Tuesday, February 09, 2010
Review: Hauling Checks
Title: Hauling Checks
Author: Alex Stone
Publisher: AWS Books
Point of Sale: Amazon
Reviewed by: Chris Gerrib
It’s a little-known fact, but for many years, every check written at a bank had to be physically air-freighted back to the original bank it was drawn on. Modern technology is slowly phasing this out, but in the meantime, a group of airfreight companies make a living flying this “work” around. These pilots refer to themselves as freight dogs. It’s a tough business, consisting of flying small turboprops out of secondary airports at night for little money.
It’s the world of Alex Stone, author of the new novel Hauling Checks.
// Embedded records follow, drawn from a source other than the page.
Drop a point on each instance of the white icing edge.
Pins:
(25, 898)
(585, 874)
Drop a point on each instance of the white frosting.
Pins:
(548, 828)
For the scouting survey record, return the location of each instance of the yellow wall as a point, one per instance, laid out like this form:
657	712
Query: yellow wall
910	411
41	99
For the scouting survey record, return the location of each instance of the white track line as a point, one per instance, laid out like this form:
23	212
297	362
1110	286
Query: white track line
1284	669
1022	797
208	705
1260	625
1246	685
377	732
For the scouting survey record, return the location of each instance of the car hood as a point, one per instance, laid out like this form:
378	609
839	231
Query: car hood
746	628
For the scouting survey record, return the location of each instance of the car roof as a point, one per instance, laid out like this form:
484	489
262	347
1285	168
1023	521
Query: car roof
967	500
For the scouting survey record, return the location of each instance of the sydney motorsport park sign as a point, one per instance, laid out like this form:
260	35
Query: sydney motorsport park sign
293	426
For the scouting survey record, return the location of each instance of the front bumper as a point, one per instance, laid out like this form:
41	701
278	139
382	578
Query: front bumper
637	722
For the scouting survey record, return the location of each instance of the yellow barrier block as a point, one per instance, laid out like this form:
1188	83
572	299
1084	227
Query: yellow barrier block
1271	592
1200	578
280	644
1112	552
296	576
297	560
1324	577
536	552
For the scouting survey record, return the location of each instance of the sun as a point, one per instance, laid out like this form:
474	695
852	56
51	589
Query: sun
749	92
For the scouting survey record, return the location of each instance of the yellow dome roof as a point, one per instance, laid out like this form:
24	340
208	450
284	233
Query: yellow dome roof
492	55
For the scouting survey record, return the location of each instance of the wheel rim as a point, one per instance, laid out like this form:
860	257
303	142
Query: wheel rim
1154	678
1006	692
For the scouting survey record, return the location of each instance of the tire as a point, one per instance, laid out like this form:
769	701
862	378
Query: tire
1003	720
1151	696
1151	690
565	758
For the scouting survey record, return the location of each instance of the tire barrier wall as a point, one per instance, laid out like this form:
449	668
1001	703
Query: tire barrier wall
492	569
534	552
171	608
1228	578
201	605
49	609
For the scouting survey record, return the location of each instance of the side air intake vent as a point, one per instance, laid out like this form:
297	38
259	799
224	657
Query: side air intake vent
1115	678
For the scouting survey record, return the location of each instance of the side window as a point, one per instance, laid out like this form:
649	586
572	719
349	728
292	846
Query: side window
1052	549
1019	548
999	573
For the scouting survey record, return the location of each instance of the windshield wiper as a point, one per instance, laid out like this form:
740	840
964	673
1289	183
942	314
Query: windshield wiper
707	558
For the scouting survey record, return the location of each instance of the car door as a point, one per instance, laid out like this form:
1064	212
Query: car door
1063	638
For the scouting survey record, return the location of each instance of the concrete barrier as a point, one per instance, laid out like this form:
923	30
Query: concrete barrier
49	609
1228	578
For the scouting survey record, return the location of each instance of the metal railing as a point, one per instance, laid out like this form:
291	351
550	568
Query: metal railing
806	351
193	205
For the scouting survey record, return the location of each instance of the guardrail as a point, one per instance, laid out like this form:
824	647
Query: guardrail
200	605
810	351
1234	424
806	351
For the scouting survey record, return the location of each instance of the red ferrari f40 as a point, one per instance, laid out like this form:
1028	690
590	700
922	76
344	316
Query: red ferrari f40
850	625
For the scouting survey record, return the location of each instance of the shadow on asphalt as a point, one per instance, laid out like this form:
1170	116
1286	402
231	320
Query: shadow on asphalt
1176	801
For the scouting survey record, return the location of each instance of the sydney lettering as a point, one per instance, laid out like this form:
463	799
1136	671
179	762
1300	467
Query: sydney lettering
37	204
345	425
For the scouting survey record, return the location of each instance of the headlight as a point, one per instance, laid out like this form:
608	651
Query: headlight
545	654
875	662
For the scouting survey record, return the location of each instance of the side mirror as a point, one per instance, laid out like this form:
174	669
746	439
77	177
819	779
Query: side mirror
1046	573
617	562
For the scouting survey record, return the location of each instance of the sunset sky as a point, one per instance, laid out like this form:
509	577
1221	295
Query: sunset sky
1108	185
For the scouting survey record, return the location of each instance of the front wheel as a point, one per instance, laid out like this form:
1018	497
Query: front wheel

This short work (166 pages) is ostensibly the story of Checkflight, a (hopefully) fictional airfreight company swirling down the corporate drain. In reality, the book is an excuse for Alex to tell fictionalized exploits and anecdotes of his flying career. Very entertaining anecdotes, I might add.
Alex is an engaging writer, aiming at a general audience, so there’s no “I did a second IFR on the PDQ” technobabble. What aviation lingo you need to understand is explained. Even then, most of the entertaining stories aren’t about flying; they are about characters, from a copilot who’s afraid to fly to a company chief who dabbles in illegal activities and a senile dispatcher.
Now, the author is a young man, apparently single, and he hangs out with a young crowd, so there are a few adult words and situations. Having said that, Hauling Checks is an entertaining and quick look at a less-than-glamorous side of being a pilot. I’m very fond of Patrick Smith, who writes “Ask The Pilot” for Salon.com. Alex Stone shows the writing potential to be another Patrick Smith.